Building NixOS images for aarch64 from a x86 Build Platform
In my homelab I run many different single board computers, among them Odroid M1s. However, there’s various versions of Raspbian, Armbian, and Debian, each of them using some custom tweaks. And that’s a lot of time to maintain them. So I really like the idea of NixOS and read that it can be used to build bootable images for computers. I haven’t fully built intuition for all parts in this so it took me a while to get this working. Here’s my notes.
I’m building from a non-NixOS linux computer on x86_64 for aarch64 linux. This has some implications as the settings for the nix package manager standalone are a bit different from NixOS options.
Cross Compilation
The first issue is that the build system is running on a different architecture than the target system. That can be solved by using cross compilation. This requires adding the extra platform in /etc/nix/nix.conf:
extra-platforms = aarch64-linux
Once that’s set, in our flake.nix we add
nixpkgs.buildPlatform.system = "x86_64-linux";
This “works” but would probably take days to build a whole system, even on a reasonably fast build system.
Setting Up Emulation
There’s a better way though; instead of cross compiling everything, we can utilize the NixOS cache to provide us with already built binaries for the desired architecture. In order to do that we need to set up emulation via qemu; on arch/manjaro this is provided by the qemu-user-static-binfmt package.
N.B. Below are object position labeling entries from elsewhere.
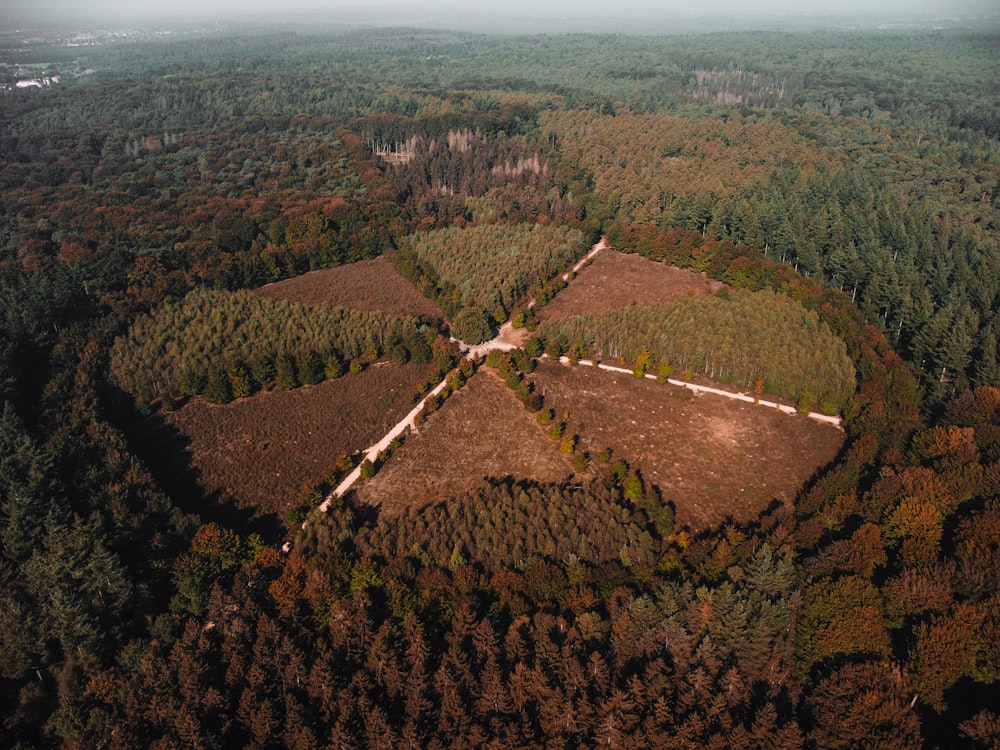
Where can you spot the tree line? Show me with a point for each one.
(230, 344)
(477, 275)
(737, 337)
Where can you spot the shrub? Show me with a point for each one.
(286, 375)
(218, 389)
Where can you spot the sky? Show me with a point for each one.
(473, 13)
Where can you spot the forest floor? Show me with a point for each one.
(613, 280)
(367, 285)
(261, 454)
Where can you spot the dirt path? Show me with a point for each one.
(507, 339)
(834, 420)
(510, 338)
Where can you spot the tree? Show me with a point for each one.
(286, 375)
(862, 705)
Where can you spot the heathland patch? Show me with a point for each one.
(268, 453)
(711, 456)
(613, 279)
(481, 431)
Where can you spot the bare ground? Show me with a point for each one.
(711, 456)
(480, 431)
(367, 285)
(613, 280)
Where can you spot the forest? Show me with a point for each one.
(740, 339)
(847, 180)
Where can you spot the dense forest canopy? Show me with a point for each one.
(739, 338)
(158, 179)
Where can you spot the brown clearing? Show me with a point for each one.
(262, 451)
(711, 456)
(613, 280)
(367, 285)
(480, 431)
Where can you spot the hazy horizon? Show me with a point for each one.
(547, 15)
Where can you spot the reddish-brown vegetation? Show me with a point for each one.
(263, 451)
(480, 431)
(367, 285)
(712, 456)
(613, 279)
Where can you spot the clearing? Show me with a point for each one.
(614, 279)
(480, 431)
(261, 453)
(711, 456)
(367, 285)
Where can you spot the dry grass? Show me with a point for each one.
(368, 286)
(712, 456)
(262, 452)
(614, 280)
(480, 431)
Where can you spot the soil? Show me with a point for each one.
(711, 456)
(263, 453)
(480, 431)
(368, 286)
(613, 280)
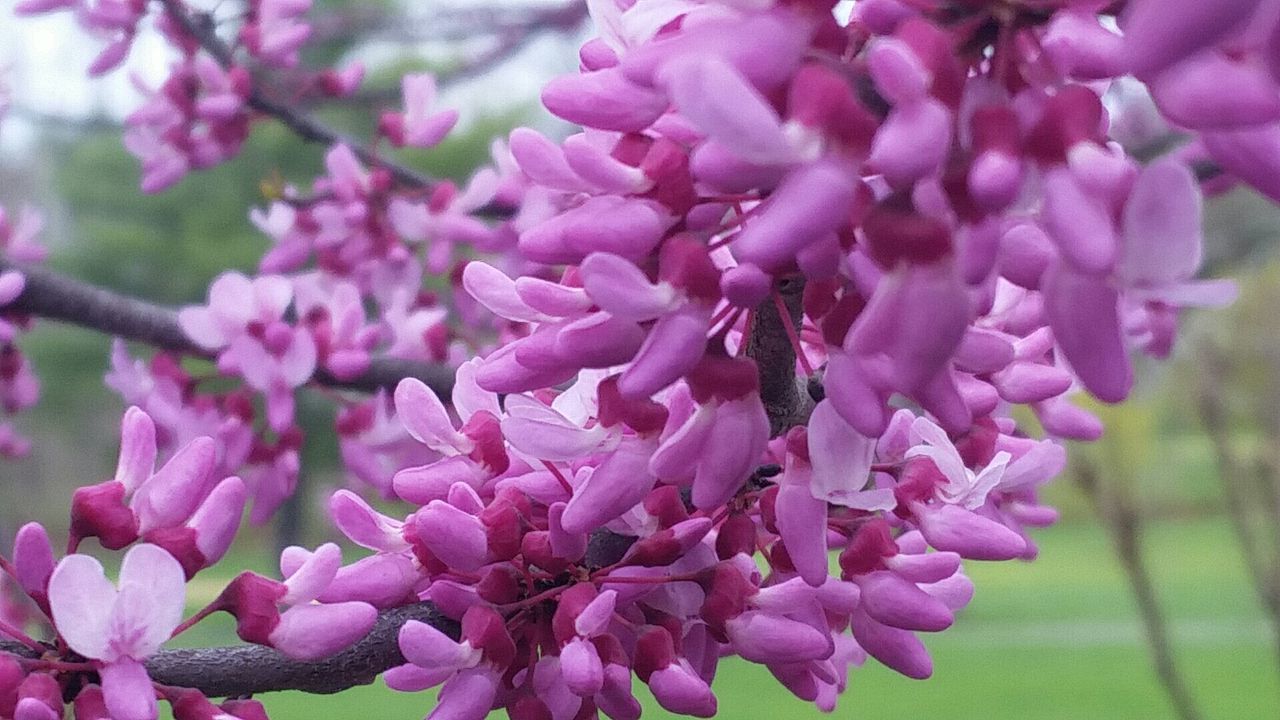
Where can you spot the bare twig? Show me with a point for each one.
(201, 28)
(782, 392)
(59, 297)
(1124, 525)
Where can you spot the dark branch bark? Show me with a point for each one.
(782, 392)
(59, 297)
(251, 669)
(201, 28)
(228, 671)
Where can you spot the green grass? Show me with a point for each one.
(1052, 639)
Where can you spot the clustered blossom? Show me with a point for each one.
(923, 204)
(200, 115)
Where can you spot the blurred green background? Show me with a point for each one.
(1059, 638)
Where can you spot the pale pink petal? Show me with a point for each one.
(311, 632)
(725, 106)
(425, 417)
(127, 691)
(137, 450)
(150, 604)
(497, 292)
(620, 288)
(841, 460)
(315, 574)
(81, 600)
(1161, 226)
(428, 647)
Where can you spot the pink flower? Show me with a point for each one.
(119, 628)
(417, 126)
(245, 320)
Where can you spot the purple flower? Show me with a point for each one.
(245, 322)
(119, 628)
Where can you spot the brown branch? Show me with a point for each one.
(251, 669)
(782, 392)
(200, 26)
(1234, 477)
(59, 297)
(1124, 525)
Once installed, we can verify that aarch64 is supported by checking if /proc/sys/fs/binfmt_misc/qemu-aarch64 exists.
Next we need to tell nix about emulation by adding the following to /etc/nix/nix.conf:
extra-platforms = aarch64-linux
extra-sandbox-paths = /usr/bin/qemu-aarch64-static
Now nix can use the binary cache and won’t have to recompile everything.
Flake for building image
Simple flake.nix I’ve used to verify this:
{
description = "build image for odroid-m1";
inputs = {
nixpkgs.url = "github:nixos/nixpkgs/nixos-unstable";
};
outputs = { self, nixpkgs }: rec {
nixosConfigurations.m1 = nixpkgs.lib.nixosSystem {
modules = [
"${nixpkgs}/nixos/modules/installer/sd-card/sd-image-aarch64.nix"
# nixos-hardware is great, but I couldn't use it because my odroid-m1 was set up with core boot instead of petiteboot. So instead i'm setting all the necessary settings manually.
# nixos-hardware.nixosModules.hardkernel-odroid-m1
./sdimage.nix
{
nixpkgs.hostPlatform.system = "aarch64-linux";
# Uncomment if cross-compiling from x86_64:
#nixpkgs.buildPlatform.system = "x86_64-linux";
}
];
};
images.m1 = nixosConfigurations.m1.config.system.build.sdImage;
};
}
sdimage.nix:
{ config, ... }:
{
imports = [ ./common.nix ];
sdImage = {
compressImage = false;
};
}
common.nix:
{ pkgs, ... }:
{
# uboot specific settings:
boot.loader.grub.enable = false;
boot.loader.generic-extlinux-compatible.enable = true;
boot.loader.generic-extlinux-compatible.configurationLimit = 5;
boot.initrd.availableKernelModules = [
"nvme"
];
boot.kernelParams = [ "console=ttyS2,1500000" ];
hardware.deviceTree.name = "rockchip/rk3568-odroid-m1.dtb";
users.users.nixos = {
isNormalUser = true;
extraGroups = [ "users" "wheel" "networkmanager" "video" ];
packages = with pkgs; [ ];
openssh.authorizedKeys.keys = [
"ssh-ed25519 ..."
];
};
# .. settings
}
The image can be built with nix build .#images.m1 and flashed with
sudo dd if=result/sd-image/nixos-image-sd-card-26.05.20260223.2fc6539-aarch64-linux.img of=/dev/sdb bs=4096 conv=fsync status=progress. The result is a image with everything set up as per common.nix. Pretty neat.